Considering this situation, companies are rapidly manufacturing various products like an office bicycle table that you can adjust anywhere at your home and work from there. However, not all of us like to invest in equipment that can be quite costly and become useless in the next few months when we will get back to the office. To cater to this issue, trainers and fitness gurus have launched online classes as well, but if you want to start a session with them, you need to register first, and if you don’t have a stable internet or you are unable to join for some reason, you will end up wasting the money.
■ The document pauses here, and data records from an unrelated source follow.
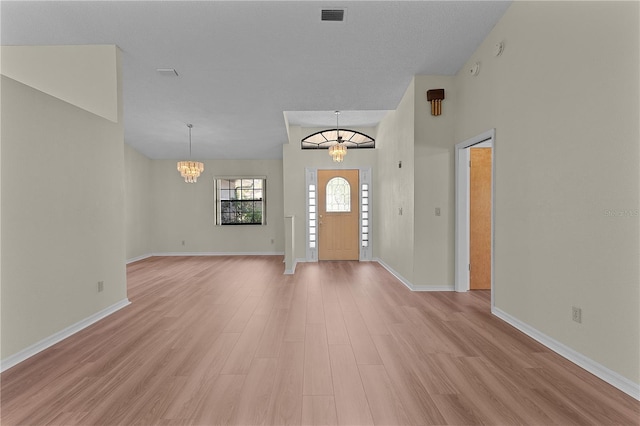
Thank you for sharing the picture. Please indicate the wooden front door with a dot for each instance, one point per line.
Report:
(338, 213)
(480, 219)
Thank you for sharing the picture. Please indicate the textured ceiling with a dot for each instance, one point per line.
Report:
(243, 64)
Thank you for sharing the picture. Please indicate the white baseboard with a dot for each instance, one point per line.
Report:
(625, 385)
(43, 344)
(408, 284)
(137, 258)
(216, 253)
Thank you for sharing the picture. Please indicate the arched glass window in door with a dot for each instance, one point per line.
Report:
(338, 195)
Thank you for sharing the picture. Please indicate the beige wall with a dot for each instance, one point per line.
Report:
(434, 185)
(138, 209)
(563, 98)
(184, 212)
(394, 187)
(62, 211)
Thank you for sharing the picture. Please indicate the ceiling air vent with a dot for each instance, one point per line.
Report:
(333, 15)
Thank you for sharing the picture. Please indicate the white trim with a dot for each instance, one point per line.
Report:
(137, 258)
(625, 385)
(216, 253)
(408, 284)
(364, 176)
(47, 342)
(295, 263)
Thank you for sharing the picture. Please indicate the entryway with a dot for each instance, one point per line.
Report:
(338, 215)
(474, 212)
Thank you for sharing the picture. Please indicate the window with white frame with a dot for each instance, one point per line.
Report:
(240, 201)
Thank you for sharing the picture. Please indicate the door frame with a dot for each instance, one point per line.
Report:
(364, 177)
(462, 231)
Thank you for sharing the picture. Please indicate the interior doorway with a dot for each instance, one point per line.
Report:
(338, 215)
(475, 205)
(480, 217)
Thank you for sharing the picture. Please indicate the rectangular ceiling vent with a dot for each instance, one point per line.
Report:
(332, 15)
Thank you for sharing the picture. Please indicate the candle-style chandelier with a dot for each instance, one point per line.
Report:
(190, 170)
(339, 150)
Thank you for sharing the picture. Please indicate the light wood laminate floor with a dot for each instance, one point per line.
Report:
(231, 340)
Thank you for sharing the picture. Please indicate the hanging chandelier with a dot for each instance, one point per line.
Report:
(190, 170)
(339, 150)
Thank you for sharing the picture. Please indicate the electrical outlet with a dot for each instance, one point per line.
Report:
(576, 314)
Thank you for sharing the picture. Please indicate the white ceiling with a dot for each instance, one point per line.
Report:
(243, 64)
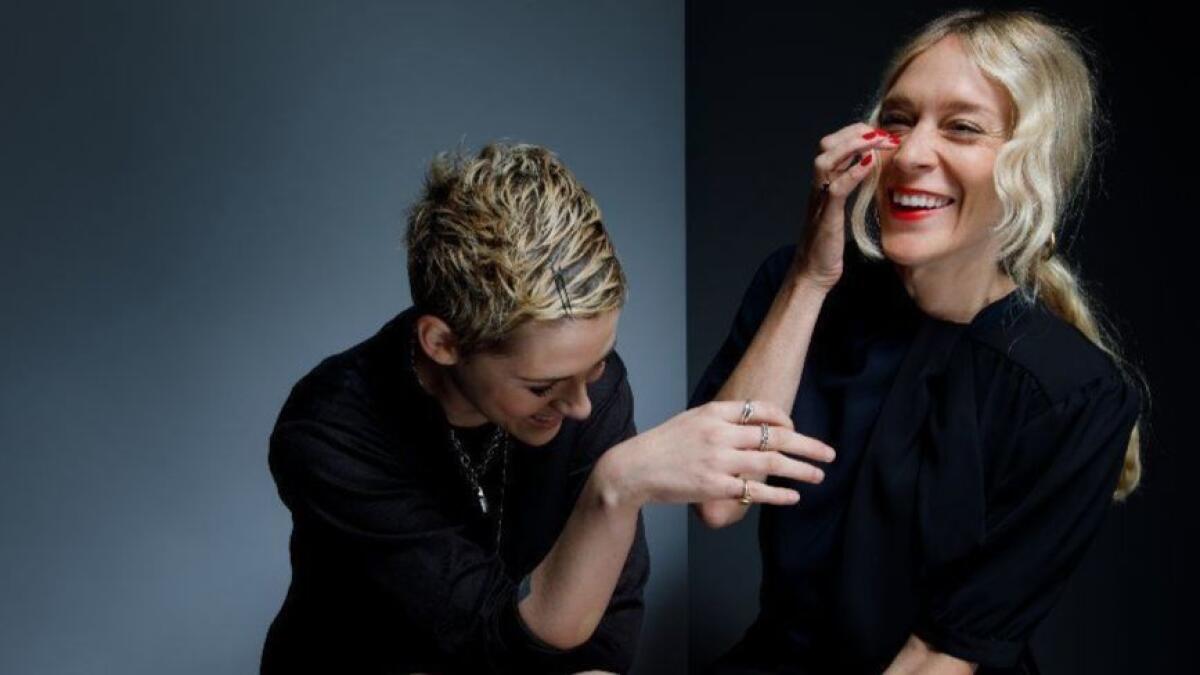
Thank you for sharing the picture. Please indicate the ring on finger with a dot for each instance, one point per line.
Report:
(747, 412)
Considering this ongoing situation, people are now finding ways of working from home, and they are learning to be their trainers. This will give them the freedom to work from anywhere at any time without paying or looking for a stable internet and depending on their ongoing work routine. For the beginner, working on the schedule requires a lot of research, and even if you have done your research, you are not sure how to start this workout routine on your own. For the beginners, here are a few of the most important things that you need to keep in mind while working on a schedule and a simple five steps workout schedule that works for all. For this, you don’t need any equipment and you can simply put on your activewear and get ready to workout.
Table of Contents
Start with Warm-Up
Every session must start with warm-up exercises, where you have to start with good warm-up exercises. These exercises can be as simple as you want or as dynamic as you want. Most people will recommend you to start with meditation; however, that is not true and can only add to the risk of body damage. The idea of warm-up exercises is to help the body regain flexibility so it can proceed with the overall workout with minimum damage risk. Apart from mediation, static stretching is also discouraged as this is another exercise that most people use, but it can rather damage the body of an individual if you use it for a warm-up session. The best possible exercises are dynamic stretching because it provides you the opportunity to hit all the right spots.
Work Your Abs
Although, we will generally leave that to you so you can decide what you want to do with your body and what your aim is as you want to transform your body. However, abs are one basic body part that everyone wants to work out on. So, we recommend you start with a 15 minutes of abs workout where you can divide it into 5 min simple sessions of each exercise. You can start with 5 minutes of bicycle crunches followed by a brief few minutes of relaxation period. Then you can switch to pushups for the next five minutes following the same relaxation routine, and finally, you can switch to plank for 2-3 minutes, depending on your stamina.
Work Your Legs
Just like you have worked your abs, it’s time to work on your legs as well. You can start with a simple leg-up workout where you need to take the support of the monkey bar and bring your legs up towards your chest. The second exercises that we would like to recommend to you are the up and twist, where you can mix Russian twist with bicycle crunch position. Apart from this, you can also do squats, which is an easy and effective alternative. Even if you are not such a fan of activewear, wearing good activewear can help you with this.
Work Your Shoulders
Your shoulders and biceps are some of the most important things you should probably work on. The reason is that people usually focus on other parts of the body, but their muscle strength is zero; they cannot pick up things, and worst of all, they try to figure out what can be done to build muscle strength without lifting weight. For this very reason, you can start with planks, and then once you are comfortable, you can switch to lifting water bottles as well.
Close with Cool Down
For the cool down, we would like to recommend you to use meditation or static stretching. In case you want to swim to cool down, this would not work out as a standard cool-down process, but you will end up burning calories, and you will also feel refreshed, so it can also be considered. However, the best is to end it with meditation so you can relax for a few minutes before you leave your exercise mat.